Tag: Terahertz

The Master Force: What’s New in Electromagnetism

Electromagnetism is no longer just about wires and static magnets; in 2025, it is about sculpting fields at the atomic level to create “impossible” materials and powering our world through thin air. From the discovery of “p-wave magnetism” to the first successful highway-speed wireless charging trials, explore the cutting edge of the master force on WebRef.org.

Welcome back to the WebRef.org blog. We have explored the quantum-classical boundary and the complex shifts in global economics. Today, we dive into the field that powers our modern reality: Electromagnetism. As of late 2025, researchers are finding ways to manipulate electromagnetic waves and materials that are fundamentally changing computing, energy, and even medicine.

1. The “Perfect Lens” and Atomic Negative Refraction

One of the most persistent dreams in optics is the “Perfect Lens”—a device that can image objects smaller than the wavelength of light. Traditionally, this required complex, human-made “metamaterials.”

However, in February 2025, a landmark collaboration between NTT and Lancaster University proved that you don’t need artificial structures to achieve negative refraction. By arranging atoms in a precise laser-trapped lattice, they created a “pristine” medium that bends light in the “wrong” direction without the signal loss found in traditional metamaterials.

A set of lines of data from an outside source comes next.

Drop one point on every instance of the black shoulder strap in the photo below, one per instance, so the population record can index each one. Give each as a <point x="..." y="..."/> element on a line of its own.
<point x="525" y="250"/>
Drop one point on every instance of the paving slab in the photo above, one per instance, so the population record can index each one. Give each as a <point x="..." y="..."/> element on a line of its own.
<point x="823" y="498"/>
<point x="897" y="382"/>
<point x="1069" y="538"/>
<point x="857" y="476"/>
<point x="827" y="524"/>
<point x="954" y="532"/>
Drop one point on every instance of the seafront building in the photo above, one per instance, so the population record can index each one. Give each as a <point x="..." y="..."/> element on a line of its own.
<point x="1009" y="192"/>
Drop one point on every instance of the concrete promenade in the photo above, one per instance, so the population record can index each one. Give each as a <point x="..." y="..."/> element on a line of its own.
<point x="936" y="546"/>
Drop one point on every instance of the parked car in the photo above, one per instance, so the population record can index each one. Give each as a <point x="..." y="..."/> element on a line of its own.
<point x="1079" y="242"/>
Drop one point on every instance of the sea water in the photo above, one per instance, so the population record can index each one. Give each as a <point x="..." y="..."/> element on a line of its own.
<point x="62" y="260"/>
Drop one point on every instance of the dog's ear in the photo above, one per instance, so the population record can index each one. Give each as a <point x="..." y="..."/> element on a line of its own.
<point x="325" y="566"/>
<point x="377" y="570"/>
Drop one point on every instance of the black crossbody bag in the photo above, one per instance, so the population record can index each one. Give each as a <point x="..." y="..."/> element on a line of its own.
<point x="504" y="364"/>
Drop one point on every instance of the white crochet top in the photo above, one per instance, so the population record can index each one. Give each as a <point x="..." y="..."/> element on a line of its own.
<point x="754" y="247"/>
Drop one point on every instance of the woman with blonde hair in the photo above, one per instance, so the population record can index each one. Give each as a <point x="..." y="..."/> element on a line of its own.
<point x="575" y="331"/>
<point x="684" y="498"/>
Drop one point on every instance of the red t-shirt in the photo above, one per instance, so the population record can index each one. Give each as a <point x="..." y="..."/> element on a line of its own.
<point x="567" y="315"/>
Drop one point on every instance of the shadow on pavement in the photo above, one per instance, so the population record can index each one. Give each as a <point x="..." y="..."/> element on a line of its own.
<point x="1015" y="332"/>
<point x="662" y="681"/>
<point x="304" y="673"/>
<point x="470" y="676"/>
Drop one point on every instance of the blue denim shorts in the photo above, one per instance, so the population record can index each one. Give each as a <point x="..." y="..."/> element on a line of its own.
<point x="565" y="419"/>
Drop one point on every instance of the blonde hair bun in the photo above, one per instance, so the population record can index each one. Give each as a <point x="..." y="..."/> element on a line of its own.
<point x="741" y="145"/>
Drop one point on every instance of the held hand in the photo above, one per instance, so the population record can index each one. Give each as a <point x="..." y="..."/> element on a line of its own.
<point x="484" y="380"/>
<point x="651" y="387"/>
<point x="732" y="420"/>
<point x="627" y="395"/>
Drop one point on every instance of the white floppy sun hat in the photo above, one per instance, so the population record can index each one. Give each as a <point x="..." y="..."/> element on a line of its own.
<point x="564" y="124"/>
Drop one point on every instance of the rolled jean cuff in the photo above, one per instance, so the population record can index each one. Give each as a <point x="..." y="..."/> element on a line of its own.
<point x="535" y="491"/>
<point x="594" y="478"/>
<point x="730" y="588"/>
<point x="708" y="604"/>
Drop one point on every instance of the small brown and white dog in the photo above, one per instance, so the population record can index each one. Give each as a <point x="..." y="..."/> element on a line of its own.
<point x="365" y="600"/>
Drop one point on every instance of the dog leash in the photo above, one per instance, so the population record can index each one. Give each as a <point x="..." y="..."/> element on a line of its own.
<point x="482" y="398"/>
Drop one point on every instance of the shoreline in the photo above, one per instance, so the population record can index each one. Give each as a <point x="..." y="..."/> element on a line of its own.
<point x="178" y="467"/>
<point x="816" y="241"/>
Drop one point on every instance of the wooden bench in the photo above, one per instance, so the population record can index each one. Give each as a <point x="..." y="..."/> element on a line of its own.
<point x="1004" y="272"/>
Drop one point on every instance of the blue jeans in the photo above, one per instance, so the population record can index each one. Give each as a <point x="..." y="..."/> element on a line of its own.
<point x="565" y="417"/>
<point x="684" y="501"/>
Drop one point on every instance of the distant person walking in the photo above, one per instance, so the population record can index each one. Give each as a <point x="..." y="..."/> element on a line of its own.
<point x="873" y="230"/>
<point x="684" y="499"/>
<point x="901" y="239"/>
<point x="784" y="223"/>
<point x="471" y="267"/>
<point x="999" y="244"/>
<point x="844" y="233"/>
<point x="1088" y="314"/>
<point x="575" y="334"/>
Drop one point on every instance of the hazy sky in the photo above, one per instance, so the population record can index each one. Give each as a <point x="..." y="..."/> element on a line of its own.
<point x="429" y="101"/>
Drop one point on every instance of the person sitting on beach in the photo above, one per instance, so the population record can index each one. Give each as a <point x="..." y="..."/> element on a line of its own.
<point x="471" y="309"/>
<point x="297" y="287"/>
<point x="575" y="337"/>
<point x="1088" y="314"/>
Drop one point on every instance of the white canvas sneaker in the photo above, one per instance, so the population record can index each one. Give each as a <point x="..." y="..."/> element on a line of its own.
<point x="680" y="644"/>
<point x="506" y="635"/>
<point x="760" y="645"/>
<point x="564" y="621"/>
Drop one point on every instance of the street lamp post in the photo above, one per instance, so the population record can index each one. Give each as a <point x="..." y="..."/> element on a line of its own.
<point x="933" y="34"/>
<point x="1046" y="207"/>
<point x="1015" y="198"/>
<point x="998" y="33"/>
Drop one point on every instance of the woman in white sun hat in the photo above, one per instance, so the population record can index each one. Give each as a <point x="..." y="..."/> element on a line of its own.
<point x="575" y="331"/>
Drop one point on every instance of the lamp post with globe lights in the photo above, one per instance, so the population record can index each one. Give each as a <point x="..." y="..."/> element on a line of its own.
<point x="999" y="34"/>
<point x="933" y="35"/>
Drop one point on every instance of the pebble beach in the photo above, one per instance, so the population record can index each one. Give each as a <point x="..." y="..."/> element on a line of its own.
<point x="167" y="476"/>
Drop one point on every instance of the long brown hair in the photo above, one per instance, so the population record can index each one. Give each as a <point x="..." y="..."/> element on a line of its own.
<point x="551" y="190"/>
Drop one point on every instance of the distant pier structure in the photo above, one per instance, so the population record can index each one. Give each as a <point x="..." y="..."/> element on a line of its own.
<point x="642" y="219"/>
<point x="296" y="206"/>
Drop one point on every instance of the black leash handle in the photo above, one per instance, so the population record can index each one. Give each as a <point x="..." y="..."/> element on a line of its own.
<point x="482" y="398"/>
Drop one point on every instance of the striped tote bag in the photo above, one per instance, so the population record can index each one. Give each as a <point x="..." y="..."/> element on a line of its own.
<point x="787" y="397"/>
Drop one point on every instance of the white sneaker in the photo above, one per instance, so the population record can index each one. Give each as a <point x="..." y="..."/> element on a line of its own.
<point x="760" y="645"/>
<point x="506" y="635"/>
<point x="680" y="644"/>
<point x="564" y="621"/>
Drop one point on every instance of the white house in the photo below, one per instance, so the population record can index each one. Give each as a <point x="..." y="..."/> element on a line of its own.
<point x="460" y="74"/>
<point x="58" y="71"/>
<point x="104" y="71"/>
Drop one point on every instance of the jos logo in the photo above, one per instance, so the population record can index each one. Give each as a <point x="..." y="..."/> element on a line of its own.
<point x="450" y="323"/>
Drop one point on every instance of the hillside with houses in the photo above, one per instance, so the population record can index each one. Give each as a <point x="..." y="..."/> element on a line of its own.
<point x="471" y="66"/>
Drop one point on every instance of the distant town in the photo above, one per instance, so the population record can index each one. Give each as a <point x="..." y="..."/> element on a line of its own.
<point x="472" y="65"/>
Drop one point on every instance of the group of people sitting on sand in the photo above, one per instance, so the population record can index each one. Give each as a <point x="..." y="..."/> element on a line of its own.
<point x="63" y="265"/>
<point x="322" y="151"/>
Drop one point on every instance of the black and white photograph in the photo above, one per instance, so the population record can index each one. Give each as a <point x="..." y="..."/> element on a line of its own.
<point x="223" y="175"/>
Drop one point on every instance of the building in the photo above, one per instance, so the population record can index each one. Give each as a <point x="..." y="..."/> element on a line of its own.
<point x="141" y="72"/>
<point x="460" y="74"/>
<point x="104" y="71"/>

This opens the door to Superlenses that could allow us to see individual proteins or viral structures in real-time without ever needing an electron microscope.

2. Electrified Highways: Charging at 65 MPH

The “range anxiety” of electric vehicles (EVs) is being solved not with bigger batteries, but with smarter roads. In December 2025, a team at Purdue University, in partnership with the Indiana Department of Transportation, reached a historic milestone.

  • The Event: They successfully delivered 190 kilowatts of power to a heavy-duty electric truck traveling at 65 miles per hour.

  • The Tech: Using “Dynamic Wireless Power Transfer,” transmitter coils embedded under the highway pavement use magnetic induction to send energy to a receiver pad under the truck. This effectively creates an “endless” battery for long-haul freight and paves the way for passenger EVs with much smaller, lighter, and cheaper battery packs.

3. “p-wave” and Altermagnets: The Spintronic Revolution

For decades, we only knew of two main types of magnets: ferromagnets (like your fridge magnets) and antiferromagnets. In June 2025, MIT physicists discovered a third: p-wave magnetism.

Found in a 2-dimensional material called Nickel Iodide ($NiI_2$), this state allows for “electrically switchable” magnetism. This is the “holy grail” for Spintronics—computing that uses the “spin” of an electron rather than its charge to store data. Because moving spins generates almost no heat compared to moving charges, this discovery could lead to processors that are 1,000 times more energy-efficient than the silicon chips we use today.

4. 6G and the Terahertz “Absorber” Breakthrough

As we prepare for the transition to 6G, the challenge is managing Terahertz (THz) waves. These high-frequency waves carry massive amounts of data but are easily blocked by walls or distorted by “noise.”

In February 2025, researchers at the University of Tokyo developed the world’s thinnest electromagnetic wave absorber for the 0.1–1.0 THz range. This ultra-thin film is resistant to heat and water, making it perfect for outdoor 6G infrastructure. By absorbing unwanted “echoes” and interference, this material ensures that 6G signals remain clear even in crowded urban environments, supporting download speeds of up to 1,000 Gbps.

5. Magneto-Electric Nanoparticles: Brain Stimulation Without Surgery

Perhaps the most profound application of electromagnetism this year is in the field of Neuromodulation. In late 2025, results from the EU META-BRAIN project and MIT’s bioelectronics group showed that we can now stimulate specific brain regions without invasive implants.

By injecting Magneto-Electric Nanoparticles (MENs) into the bloodstream, researchers can use external, low-frequency magnetic fields to “vibrate” the particles. This mechanical strain is converted into a localized electric field that activates nearby neurons. This technology is being trialed to treat Parkinson’s and severe depression, offering the precision of Deep Brain Stimulation (DBS) without the need for brain surgery.

Why Electromagnetism Matters in 2026

We are moving away from the era of “brute force” electromagnetism—big power lines and bulky magnets—toward an era of Field Synthesis. Whether we are charging a truck through a highway or switching a magnetic “bit” with zero heat, the innovations of 2025 show that we are finally mastering the subtle language of the electromagnetic field.